Une septième Conférence nationale du handicap à Bobigny
Éducation, accessibilité, emploi : Emmanuel Macron préside ce vendredi 4 septembre 2026 une conférence nationale qui doit fixer le cap des politiques publiques du handicap, sous l'œil attentif des associations qui appellent le gouvernement à agir dès à présent, malgré la fin prochaine du quinquennat.
Cette septième Conférence nationale du handicap (CNH) se tient à Bobigny, à partir de 09H00. Ministres, élus, associations, entreprises : elle rassemble, comme tous les trois ans, l'ensemble des acteurs du secteur. Son point d'orgue sera le discours du président de la République, à la mi-journée.
Emmanuel Macron doit annoncer une soixantaine de mesures visant à améliorer le quotidien des personnes handicapées au cours des prochaines années. Cette conférence « ouvre une nouvelle étape, celle d'une société pleinement accessible », où « chacun peut aller à l'école, étudier, travailler, se loger, accéder aux soins, à la, culture et au sport dans les mêmes conditions que les autres », selon l'Elysée.
Parmi ces mesures, certaines viseront à permettre le développement des compétences professionnelles des personnes handicapées. D'autres permettront de renforcer l'adaptation des logements, notamment via la domotique. Un comité de mise en oeuvre et de suivi de ces projets doit être installé dès fin septembre.
Priorité à l'accessibilité
« Le gouvernement a encore quelques mois pour agir, l'accessibilité reste un sujet essentiel pour améliorer la vie des personnes handicapées », souligne auprès de l'AFP Arnaud de Broca, président du collectif Handicaps, qui regroupe une cinquantaine d'associations.
Transports, logement, loisirs... Ces dernières années, l'exécutif a maintes fois promis d'accélérer sur l'accessibilité. Lors de la dernière CNH, il avait lancé un fonds doté d'1,5 milliard d'euros pour rénover les lieux publics. Selon les derniers chiffres officiels, 900.000 établissements recevant du public (mairies, préfectures...) étaient conformes, sur près de deux millions.
Mais les difficultés liées au manque d'accessibilité subsistent, freinant les personnes en situation de handicap dans leur vie quotidienne. « C'est une grosse déception », estime Farbod Khansari d'APF France Handicap, pointant le manque d'ambition politique et d'accompagnement en la matière. D'autant que les associations espéraient bénéficier d'un héritage des Jeux olympiques, après leur organisation à Paris en 2024.
Bilan et perspectives
Autre sujet prioritaire pour les associations : la situation de l'aide à domicile, un secteur qui peine à faire face à la demande et à recruter, du fait d'un manque d'attractivité.
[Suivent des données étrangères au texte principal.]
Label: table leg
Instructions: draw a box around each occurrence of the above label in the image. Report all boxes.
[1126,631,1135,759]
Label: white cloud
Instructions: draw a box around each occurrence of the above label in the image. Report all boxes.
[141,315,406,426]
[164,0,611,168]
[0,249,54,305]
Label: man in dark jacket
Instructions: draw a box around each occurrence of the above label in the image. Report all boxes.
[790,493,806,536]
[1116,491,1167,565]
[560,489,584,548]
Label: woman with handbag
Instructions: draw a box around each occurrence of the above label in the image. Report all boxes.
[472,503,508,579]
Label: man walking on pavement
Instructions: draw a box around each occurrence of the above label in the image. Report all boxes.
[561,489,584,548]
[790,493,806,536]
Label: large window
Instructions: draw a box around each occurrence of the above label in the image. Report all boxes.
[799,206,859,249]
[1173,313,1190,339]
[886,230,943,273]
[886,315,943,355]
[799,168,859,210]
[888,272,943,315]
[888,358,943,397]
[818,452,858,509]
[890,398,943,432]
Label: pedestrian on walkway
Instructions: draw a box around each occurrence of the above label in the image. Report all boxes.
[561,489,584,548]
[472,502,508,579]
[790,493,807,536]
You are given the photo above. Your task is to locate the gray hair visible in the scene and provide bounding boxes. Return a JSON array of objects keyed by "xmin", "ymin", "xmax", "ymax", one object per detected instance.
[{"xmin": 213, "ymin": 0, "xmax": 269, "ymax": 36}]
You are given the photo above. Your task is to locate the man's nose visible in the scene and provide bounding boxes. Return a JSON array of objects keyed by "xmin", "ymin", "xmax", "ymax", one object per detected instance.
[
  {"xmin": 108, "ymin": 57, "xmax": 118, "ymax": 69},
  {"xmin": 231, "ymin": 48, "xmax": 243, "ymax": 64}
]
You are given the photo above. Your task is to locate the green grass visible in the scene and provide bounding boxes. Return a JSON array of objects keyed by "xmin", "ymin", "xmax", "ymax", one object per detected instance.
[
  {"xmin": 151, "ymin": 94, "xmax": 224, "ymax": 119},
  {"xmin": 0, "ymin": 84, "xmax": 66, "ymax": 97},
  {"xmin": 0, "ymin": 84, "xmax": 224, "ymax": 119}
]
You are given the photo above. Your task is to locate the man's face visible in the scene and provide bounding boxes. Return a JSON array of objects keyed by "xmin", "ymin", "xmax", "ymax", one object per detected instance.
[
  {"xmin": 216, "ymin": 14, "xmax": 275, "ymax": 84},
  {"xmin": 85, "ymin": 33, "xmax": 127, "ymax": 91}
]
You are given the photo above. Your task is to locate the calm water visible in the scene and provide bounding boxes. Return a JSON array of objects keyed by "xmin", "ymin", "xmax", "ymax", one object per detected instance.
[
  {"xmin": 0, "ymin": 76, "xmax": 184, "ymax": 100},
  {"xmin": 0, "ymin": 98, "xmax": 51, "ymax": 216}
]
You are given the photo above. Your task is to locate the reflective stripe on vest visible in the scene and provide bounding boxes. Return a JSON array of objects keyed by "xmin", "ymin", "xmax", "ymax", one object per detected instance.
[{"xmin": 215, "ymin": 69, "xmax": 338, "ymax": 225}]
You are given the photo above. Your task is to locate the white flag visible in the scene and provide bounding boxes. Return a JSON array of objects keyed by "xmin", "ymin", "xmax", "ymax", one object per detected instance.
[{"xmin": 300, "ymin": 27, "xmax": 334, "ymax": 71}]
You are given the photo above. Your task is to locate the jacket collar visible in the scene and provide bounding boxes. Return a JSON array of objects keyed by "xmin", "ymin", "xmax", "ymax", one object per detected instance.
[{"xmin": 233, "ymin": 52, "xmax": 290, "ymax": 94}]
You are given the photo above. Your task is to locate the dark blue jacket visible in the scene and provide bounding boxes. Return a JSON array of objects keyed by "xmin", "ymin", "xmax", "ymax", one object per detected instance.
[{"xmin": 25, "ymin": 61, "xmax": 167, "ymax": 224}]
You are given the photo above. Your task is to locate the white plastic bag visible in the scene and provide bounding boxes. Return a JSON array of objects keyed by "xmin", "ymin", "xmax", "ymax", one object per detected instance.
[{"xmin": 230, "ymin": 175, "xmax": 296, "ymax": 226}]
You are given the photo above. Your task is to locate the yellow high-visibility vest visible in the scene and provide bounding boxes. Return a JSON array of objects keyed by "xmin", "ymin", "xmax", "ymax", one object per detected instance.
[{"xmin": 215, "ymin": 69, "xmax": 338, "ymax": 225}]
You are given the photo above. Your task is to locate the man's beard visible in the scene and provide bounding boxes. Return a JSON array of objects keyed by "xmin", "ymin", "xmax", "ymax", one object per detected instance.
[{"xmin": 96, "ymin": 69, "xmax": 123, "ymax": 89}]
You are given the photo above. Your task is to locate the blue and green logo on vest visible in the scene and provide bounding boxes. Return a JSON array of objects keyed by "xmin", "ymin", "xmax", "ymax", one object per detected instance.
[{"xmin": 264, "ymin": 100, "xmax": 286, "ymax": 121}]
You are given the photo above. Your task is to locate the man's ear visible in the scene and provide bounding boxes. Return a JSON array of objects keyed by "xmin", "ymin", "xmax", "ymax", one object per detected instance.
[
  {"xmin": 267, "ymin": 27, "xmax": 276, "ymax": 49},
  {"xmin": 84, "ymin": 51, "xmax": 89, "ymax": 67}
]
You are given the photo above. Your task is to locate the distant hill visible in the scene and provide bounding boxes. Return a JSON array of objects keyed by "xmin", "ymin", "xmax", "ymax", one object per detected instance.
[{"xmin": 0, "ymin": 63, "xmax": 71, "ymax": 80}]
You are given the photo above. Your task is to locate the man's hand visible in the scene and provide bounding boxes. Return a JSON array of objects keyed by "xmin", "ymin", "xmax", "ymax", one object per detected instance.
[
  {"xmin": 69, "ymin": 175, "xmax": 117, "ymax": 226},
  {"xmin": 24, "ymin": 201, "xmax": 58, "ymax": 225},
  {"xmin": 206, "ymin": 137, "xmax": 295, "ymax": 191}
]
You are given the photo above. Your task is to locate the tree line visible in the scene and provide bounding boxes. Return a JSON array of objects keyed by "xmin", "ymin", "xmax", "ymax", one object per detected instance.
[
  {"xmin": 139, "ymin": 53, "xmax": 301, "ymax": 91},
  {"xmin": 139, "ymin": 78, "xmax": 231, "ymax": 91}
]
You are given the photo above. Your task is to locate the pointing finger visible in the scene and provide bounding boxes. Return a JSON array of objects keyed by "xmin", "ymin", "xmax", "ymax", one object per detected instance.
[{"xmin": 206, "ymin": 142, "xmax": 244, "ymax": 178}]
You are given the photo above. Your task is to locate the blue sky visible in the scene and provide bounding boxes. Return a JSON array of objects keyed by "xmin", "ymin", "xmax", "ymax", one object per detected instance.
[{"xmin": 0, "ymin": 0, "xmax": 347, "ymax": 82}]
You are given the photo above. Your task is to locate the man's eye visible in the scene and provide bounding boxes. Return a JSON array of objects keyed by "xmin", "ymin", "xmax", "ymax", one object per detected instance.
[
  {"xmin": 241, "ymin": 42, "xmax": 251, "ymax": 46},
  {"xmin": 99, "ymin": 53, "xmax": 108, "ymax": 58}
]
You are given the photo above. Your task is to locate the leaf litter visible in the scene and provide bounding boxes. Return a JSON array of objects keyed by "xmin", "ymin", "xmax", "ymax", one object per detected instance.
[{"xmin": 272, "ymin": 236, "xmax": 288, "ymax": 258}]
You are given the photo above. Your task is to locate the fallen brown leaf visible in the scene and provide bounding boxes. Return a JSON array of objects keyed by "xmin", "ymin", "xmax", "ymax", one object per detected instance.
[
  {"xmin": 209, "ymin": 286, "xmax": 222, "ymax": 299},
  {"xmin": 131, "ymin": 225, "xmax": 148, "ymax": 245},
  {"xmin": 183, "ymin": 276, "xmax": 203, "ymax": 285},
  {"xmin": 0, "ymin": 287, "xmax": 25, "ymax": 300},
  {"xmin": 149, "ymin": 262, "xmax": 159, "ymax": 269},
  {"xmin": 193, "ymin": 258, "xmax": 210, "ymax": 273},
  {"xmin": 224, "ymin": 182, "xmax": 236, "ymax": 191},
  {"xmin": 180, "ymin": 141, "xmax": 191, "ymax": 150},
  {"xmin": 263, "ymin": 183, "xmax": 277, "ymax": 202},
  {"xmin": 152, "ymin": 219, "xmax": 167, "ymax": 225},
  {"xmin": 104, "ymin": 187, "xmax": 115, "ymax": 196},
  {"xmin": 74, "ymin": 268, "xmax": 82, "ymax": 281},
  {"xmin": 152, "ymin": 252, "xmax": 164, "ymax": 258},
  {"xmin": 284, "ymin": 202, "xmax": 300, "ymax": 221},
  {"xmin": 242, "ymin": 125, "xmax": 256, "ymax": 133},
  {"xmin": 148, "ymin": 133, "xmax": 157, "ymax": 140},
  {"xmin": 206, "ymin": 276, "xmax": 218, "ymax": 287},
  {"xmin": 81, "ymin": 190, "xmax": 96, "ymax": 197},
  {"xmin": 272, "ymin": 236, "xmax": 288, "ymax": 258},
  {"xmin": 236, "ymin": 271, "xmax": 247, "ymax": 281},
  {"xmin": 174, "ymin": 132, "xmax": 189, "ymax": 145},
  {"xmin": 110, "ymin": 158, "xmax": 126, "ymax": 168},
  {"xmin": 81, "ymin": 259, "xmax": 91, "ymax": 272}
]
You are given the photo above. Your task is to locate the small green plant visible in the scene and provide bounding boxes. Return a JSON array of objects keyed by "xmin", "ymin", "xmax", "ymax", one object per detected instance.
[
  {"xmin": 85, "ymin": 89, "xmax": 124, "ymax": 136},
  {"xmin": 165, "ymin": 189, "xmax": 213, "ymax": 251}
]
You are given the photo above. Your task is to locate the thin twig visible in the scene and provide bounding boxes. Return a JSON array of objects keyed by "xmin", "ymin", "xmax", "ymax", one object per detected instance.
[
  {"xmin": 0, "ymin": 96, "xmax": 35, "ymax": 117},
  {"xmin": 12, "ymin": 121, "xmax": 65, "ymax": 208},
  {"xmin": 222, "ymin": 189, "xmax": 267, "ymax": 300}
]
Le recours à ce type de services est pourtant incontournable pour de nombreuses personnes handicapées pour les gestes de la vie quotidienne. APF France Handicap appelle à l'organisation d'un Grenelle sur le sujet.
Les associations craignent surtout que la conférence de vendredi s'apparente à un bilan des deux quinquennats Macron, à quelques mois de son départ de l'Elysée.
Le président Macron avait fait du handicap l'une des priorités de son premier quinquennat. Depuis 2017, l'exécutif a mis en place un certaine nombre de mesures pour mieux intégrer à la société les personnes handicapées. En France, entre 5,7 millions et 18,2 millions de personnes de cinq ans et plus présentent un handicap, allant d'une limitation fonctionnelle à des pathologies très lourdes, selon les derniers chiffres officiels.
Parmi ses réalisations phares : le remboursement intégral des fauteuils roulants, une mesure réclamée de longue date par les associations et dont ont déjà bénéficié plus de 280.000 personnes, selon des données officielles.
Le gouvernement a également continué de développer l'école inclusive. Sous Macron, le nombre d'enfants handicapés scolarisés en milieu ordinaire a fortement augmenté de 320.000 en 2017 à plus de 550.000.
Pour les aider, les accompagnants d'élèves en situation de handicap (AESH) ont aussi vu leur nombre progresser, jusqu'à 140.000. Cette profession est néanmoins marquée par une forte précarité, souligne un récent rapport sénatorial, qui remet en question ce modèle.